Managing the Condition
Management of spastic diplegia relies on a comprehensive, multidisciplinary approach focused on minimizing spasticity and maximizing functional independence.
Physical and Occupational Therapy
Physical therapy (PT) and occupational therapy (OT) are foundational elements. They aim to maintain or increase range of motion, build muscle strength, and teach adaptive strategies for daily activities. Therapists utilize stretching, strengthening exercises, and often employ orthotic devices like ankle-foot orthoses (AFOs) to maintain proper alignment and prevent contractures.

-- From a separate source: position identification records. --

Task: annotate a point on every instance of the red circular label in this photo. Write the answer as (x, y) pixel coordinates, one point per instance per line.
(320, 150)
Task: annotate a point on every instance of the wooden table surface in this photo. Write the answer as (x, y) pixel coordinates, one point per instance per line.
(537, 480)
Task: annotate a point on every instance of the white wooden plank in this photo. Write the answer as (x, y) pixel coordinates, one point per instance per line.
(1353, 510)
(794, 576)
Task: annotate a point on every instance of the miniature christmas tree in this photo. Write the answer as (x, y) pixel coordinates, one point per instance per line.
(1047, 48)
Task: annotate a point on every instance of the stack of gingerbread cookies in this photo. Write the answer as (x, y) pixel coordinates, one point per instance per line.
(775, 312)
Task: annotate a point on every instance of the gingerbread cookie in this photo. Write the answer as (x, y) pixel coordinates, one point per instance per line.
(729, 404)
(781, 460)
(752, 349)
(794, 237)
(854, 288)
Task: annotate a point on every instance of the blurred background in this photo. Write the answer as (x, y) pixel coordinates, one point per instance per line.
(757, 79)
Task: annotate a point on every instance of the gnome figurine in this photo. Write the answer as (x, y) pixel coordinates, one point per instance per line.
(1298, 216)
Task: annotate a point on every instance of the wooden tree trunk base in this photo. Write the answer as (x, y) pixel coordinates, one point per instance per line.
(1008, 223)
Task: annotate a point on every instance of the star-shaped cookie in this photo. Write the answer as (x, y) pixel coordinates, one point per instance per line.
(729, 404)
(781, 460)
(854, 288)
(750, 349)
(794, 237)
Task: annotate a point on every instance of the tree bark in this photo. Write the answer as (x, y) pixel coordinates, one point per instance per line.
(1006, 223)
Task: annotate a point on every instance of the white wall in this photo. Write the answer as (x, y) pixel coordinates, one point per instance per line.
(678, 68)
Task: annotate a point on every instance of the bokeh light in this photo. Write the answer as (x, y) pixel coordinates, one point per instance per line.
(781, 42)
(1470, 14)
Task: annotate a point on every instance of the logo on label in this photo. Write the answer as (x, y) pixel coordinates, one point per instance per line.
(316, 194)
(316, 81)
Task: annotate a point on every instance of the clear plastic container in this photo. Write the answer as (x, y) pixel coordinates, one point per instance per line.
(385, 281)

Pharmacological Interventions
Pharmacological interventions are frequently used to directly manage the high muscle tone. Muscle relaxants such as oral baclofen or tizanidine work systemically to reduce spasticity throughout the body. For more localized and severe spasticity, botulinum toxin injections can be administered directly into specific muscle groups, temporarily blocking nerve signals. In cases of severe, generalized spasticity, a surgically implanted intrathecal baclofen pump can deliver the medication directly to the spinal fluid, which often minimizes systemic side effects.
Surgical Options
Surgical options are considered when non-surgical methods are insufficient to control spasticity or address resulting deformities. Selective Dorsal Rhizotomy (SDR) is a neurosurgical procedure that permanently reduces spasticity by selectively cutting overactive sensory nerve roots in the lower spinal cord. Orthopedic surgeries, such as tendon lengthening or bone realignment procedures, may also be performed to correct fixed joint contractures and deformities. These interventions require intensive physical therapy afterward to maximize the benefits of improved muscle tone and range of motion.